Most reports indicate that the ashen light takes the form of a coppery brown glow on the night side of Venus. The glow may cover all of the night side, or just a part of it. If you suspect the light is present, try taking an image of it and of course, alert other astronomers so that other independent images can be taken. If you have more than one telescope, try imaging it with one and observing it with another, and make a drawing so you can compare what you have seen with what you have imaged. Finally, send your observations to the Mercury and Venus section at the British Astronomical Association (https://britastro.org/sections) so that they can be studied and analyzed by professional astronomers.

Imaging the Crescent Venus

Pete Lawrence reveals how capture the planet's crescent on camera

Imaging Venus against a dark sky through a telescope produces tricky imaging conditions, with multiple reflections and unwanted aberrations. Catching it with the Sun up, or immediately after sunset is a good way to tame the planet's brightness, the lighter sky reducing contrast.

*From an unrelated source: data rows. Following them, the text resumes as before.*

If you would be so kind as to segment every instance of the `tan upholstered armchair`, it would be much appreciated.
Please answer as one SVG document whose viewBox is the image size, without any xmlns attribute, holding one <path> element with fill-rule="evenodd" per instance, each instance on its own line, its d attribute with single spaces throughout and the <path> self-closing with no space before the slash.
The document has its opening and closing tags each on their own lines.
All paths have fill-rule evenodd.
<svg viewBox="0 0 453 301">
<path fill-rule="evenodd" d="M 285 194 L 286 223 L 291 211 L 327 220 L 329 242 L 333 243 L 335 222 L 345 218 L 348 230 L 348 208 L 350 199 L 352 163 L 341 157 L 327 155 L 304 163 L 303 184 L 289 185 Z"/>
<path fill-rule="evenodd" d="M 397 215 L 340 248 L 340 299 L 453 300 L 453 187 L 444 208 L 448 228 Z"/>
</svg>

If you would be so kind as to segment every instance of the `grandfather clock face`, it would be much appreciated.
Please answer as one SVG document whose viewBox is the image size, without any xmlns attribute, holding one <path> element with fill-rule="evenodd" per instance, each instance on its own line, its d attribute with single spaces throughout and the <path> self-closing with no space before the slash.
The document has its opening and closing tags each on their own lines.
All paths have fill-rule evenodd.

A monochrome high frame rate camera with a red or infrared-pass filter is a good choice for this photo, as it makes the blue sky appear dark. These longer wavelengths also less affected by poor atmospheric seeing. Detail in the planet's clouds is tricky to record, normally achieved using either an ultraviolet-pass filter (around 350nm) or an infrared-pass filter (1,000nm plus). Be aware that some telescope coatings are quite effective at blocking ultraviolet light, and so produce a blank disc.

The basic imaging procedure is to centre the planet, focus accurately and capture a high frame rate recording. As Venus is bright, keep the frame rate high and the gain low, recording several thousand frames. Process the capture with a registration-stacking program such as AutoStakkert!.

The bright crescent can be captured using a DSLR camera attached to a telescope or by using the afocal technique of pointing a camera down the telescope's eyepiece.